Today programming or education that prevents hunger or homelessness is frequently seen in a negative light.

I don't understand that mindset.

I see the same type of thinking culturally with cancer prevention: people would rather have their name on a building or facility, or focus the war on cancer solely around finding new treatment capabilities.

Prevention is the largest unheralded solution for cancer. We now know that the evidenced-based science points to 50 percent of all cancer being preventable. I do not understand why people prefer to invest in mopping up the wounded as opposed to preventing cancer in the first place, especially when there's an opportunity of preventing half of all cancer. I more than anyone wanted cures for the people I loved, but what I wanted more for them was not to have cancer in the first place.

Our recipe for less cancer is uncomplicated and focused. Very simple.

Our core activity is to educate about where cancers come from and how they can be prevented. Our goal is to reduce cancer rates. We work to educate the public so they can make informed decisions, and we work to educate policy makers so they can protect the public. We recently saw this in New Hampshire with the ban of indoor tanning to minors.
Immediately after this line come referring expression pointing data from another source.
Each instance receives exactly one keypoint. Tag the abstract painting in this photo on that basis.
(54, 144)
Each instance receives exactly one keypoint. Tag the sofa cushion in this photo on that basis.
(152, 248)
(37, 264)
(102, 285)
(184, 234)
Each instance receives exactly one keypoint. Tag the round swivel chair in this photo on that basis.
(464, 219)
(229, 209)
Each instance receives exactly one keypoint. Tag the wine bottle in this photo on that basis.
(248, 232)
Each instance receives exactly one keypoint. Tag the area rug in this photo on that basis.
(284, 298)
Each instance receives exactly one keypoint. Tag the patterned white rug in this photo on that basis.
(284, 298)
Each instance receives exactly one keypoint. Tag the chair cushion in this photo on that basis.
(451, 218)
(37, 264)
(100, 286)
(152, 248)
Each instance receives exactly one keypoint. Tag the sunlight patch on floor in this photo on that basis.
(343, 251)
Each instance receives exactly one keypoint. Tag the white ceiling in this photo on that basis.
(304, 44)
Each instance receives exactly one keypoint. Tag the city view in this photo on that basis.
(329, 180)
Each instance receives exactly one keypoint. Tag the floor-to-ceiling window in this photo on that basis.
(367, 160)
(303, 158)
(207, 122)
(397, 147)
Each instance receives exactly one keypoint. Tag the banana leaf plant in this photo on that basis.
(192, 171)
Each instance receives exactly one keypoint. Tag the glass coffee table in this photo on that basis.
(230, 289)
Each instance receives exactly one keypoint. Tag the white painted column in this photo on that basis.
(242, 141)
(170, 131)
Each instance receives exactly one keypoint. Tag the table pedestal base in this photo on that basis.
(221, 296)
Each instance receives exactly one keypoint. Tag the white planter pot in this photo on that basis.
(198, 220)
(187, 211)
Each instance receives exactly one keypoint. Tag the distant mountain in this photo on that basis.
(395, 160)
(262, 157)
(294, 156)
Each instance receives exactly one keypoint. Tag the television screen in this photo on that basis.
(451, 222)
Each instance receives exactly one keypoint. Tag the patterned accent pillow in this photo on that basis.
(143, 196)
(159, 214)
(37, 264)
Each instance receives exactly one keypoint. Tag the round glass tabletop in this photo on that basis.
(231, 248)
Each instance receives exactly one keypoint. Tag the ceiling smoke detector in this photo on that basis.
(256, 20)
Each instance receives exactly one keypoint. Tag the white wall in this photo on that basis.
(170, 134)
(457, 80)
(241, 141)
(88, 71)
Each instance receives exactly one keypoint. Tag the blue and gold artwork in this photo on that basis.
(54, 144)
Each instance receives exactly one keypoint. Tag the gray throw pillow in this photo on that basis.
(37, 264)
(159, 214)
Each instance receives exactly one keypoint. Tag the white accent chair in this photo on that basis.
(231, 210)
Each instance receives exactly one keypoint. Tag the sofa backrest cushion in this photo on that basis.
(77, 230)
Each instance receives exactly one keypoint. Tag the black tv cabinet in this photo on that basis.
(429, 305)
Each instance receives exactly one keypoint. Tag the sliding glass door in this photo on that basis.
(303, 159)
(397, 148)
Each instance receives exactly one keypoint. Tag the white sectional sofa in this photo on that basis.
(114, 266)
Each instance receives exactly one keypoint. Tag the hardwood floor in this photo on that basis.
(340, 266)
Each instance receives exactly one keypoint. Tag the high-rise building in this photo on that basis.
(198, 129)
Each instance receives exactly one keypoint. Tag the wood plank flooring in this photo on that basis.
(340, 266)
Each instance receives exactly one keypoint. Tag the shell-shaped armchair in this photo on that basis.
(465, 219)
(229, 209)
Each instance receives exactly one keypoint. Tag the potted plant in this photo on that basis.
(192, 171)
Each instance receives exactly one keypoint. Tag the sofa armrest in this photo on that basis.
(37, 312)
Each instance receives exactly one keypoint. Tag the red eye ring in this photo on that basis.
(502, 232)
Our work is difficult, because it requires dogged, walk-holes-in-your-shoes persistence when it comes to protecting the public. One reason for hesitancy is that prevention cuts into profits and revenue for treatment centers. Prevention is the evidenced-based work that requires a shift in the culture that has invested for over a century in "break and fix" cancer battles, and not the overall war on cancer.
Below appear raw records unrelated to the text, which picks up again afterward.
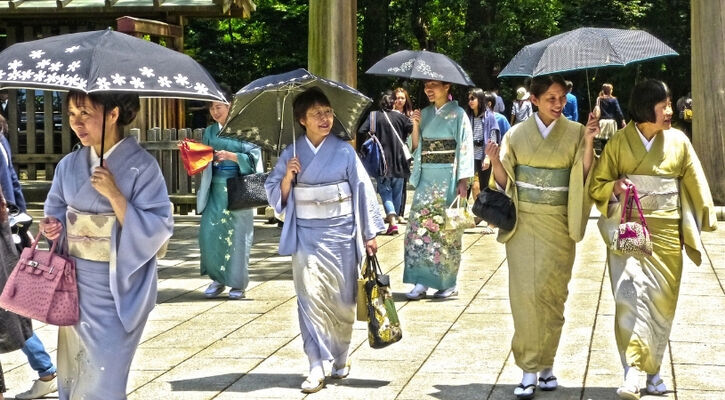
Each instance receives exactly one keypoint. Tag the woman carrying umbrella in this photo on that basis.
(677, 204)
(543, 165)
(124, 211)
(225, 237)
(332, 218)
(443, 162)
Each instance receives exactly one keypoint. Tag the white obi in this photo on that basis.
(323, 201)
(89, 235)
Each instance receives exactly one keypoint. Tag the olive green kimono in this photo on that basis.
(677, 205)
(545, 180)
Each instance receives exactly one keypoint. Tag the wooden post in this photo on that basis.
(708, 91)
(332, 43)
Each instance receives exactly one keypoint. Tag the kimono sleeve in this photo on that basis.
(148, 224)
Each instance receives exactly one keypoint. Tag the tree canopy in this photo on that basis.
(482, 35)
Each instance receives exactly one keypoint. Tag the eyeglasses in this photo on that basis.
(322, 114)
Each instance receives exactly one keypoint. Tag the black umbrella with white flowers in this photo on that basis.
(105, 61)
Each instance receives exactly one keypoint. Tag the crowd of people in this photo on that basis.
(544, 161)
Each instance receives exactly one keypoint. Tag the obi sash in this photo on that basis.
(543, 185)
(657, 193)
(323, 201)
(438, 151)
(89, 235)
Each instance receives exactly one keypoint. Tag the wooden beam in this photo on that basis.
(13, 4)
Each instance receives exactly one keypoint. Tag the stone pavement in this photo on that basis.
(458, 348)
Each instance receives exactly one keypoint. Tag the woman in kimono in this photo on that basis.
(14, 329)
(225, 237)
(442, 144)
(543, 166)
(331, 219)
(113, 218)
(661, 163)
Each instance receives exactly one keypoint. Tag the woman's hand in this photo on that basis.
(223, 155)
(102, 180)
(371, 247)
(51, 227)
(592, 127)
(620, 186)
(293, 168)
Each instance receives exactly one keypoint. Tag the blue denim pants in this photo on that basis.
(391, 192)
(38, 358)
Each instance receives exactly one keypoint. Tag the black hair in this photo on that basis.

Who pushes back on the science? Who pushes back on the policies that protect the public? Those attributed to producing, promoting and selling the products that contribute directly to poor health, including cancer. In turn, our pushback must be intense, which is why we must come at from all angles.
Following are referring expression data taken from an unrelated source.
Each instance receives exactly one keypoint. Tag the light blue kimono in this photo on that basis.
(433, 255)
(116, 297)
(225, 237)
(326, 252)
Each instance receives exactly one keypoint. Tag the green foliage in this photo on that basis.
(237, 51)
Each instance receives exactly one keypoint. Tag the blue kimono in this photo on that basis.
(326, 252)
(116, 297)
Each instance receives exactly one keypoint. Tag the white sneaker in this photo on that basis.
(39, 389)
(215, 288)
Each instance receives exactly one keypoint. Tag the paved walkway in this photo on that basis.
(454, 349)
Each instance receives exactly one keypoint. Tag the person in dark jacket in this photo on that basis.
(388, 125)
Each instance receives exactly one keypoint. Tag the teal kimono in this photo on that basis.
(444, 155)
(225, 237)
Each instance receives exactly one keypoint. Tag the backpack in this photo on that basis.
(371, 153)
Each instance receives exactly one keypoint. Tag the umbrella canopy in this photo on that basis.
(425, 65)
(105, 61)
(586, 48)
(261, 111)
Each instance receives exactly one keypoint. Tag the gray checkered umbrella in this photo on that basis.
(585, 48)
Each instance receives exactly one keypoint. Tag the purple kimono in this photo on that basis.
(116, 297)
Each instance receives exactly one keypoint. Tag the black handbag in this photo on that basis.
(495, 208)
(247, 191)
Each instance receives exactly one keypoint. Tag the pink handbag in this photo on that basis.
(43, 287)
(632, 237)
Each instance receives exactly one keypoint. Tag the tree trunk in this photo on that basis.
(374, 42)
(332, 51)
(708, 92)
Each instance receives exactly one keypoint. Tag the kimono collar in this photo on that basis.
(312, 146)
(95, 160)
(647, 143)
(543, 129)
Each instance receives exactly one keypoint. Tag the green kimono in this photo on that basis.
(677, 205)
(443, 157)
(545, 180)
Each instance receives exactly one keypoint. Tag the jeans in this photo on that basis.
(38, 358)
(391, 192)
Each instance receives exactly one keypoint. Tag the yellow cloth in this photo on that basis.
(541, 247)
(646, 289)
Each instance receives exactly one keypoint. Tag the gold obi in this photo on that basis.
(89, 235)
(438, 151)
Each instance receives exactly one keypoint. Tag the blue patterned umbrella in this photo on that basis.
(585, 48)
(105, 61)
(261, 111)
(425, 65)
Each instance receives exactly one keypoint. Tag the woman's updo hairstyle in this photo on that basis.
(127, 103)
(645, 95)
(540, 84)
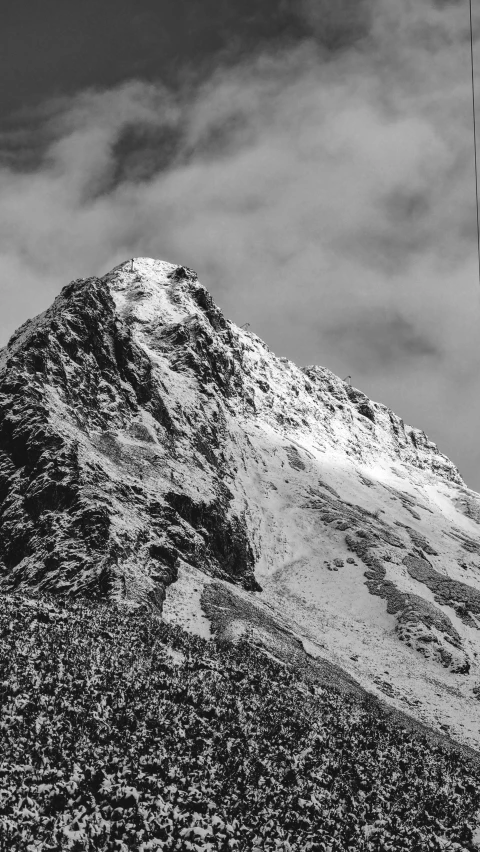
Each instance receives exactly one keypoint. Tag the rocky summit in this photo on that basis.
(154, 454)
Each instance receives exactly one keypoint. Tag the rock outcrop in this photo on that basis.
(143, 436)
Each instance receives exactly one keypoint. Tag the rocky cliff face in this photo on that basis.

That includes not accepting money from the likes of soft drink companies or tobacco or any number of companies. It does not work if organizations like ours are used as ad agencies for those doing little to improve the landscape on human health.

It is tough for our little organization, despite our big successes on Capitol Hill and in states and other localities. Each year our grassroots base grows; each year we have increased needs; each year the task becomes bigger.

I as the founder of Less Cancer, as do some of our board members, continue to go to bat for those who may not know what they can do for themselves. We continue to pick up phones, knock on doors and work towards policies that, if they cannot protect you today, will protect your children and their children. We do this to head off those preventable cancers at the pass, to end cancer before it starts for the next generation.

I know the importance of this steep climb, more than once or twice people on their death beds have told be not to stop our work. Those conversations can never be forgotten. Nobody who has done the cancer journey wants their children or anyone they love to have to go through cancer.

This Christmas season, while we make our annual burst of charity, let's look at the bigger picture and see if we can stretch those efforts year round.